Desde La Rioja llegó a Madrid, Pepe Blanco, y en aquella
España de más hambre que vergüenza, cuando se pasaba el túnel de la posguerra,
hizo una apología de un plato típico: el cocido madrileño. La olla no hervía en
el patio de vecinos de la corrala sino en la buhardilla. Da igual, tampoco es
cuestión de uno u otro sitio, pero tampoco por aquí va el agua al molino.
Una tarde soleada de mayo, Leonardo Fernández, quizá – o sin
quizá – el último pintor malagueño seguidor de la Escuela Malagueña del XIX, me
respondía a una pregunta. Maestro, ¿por qué el agua es una constante en tu
obra? “Porque era lo primero que escuchaba al despertarme cada mañana: caía
sobre el lebrillo, en el patio de mi casa”. Pero no es tampoco ese patio.
Si se pone la radio, se abre un periódico o se ve un
telediario… Entonces sí que tenemos idea de otro patio. ¿Patio? ¿Y si a ese
patio le cambiamos el nombre y lo llamamos gallinero? ¡Dios que totum
revolutum! No se pueden clavar más espolones al adversario ni decir más tonterías, más sandeces, más ofensas… y todas
ensartadas como en una ristra. Por favor, no piense usted en eso; no, que
todos, no son, aunque algunos sí.
En los años setenta por España corrió un aire fresco que se
llamó Transición. Era un aire de ilusión, de cambio hacia algo bueno que
sabíamos que iba a venir. Jarcha cantó
sus “Bienaventuranzas”: “Bienaventurados madre / los políticos de oficio / que
trabajan para el pueblo / si ello les da beneficio”…

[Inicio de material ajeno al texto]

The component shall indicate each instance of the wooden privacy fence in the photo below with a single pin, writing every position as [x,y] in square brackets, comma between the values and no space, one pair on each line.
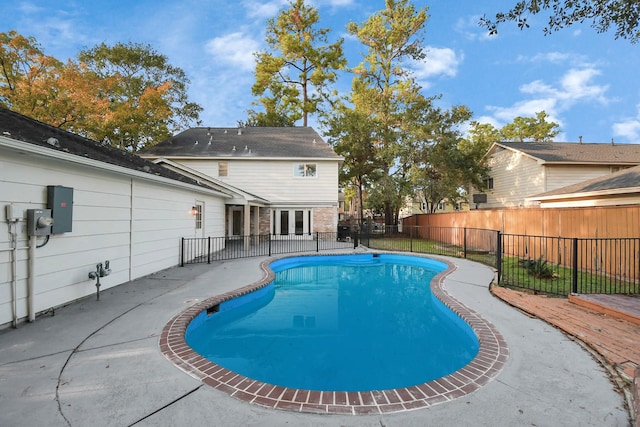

Se adelantaron unos años. Nunca pensamos que el patio
llegaría a donde ha llegado. A la mediocridad – algunos - han unido la desvergüenza, le dan patadas al
lenguaje y meten las manos hasta en los boquetes de las ratas. Aunque, de verdad,
nunca sabremos quién es más rata, si las de dentro o las de fuera.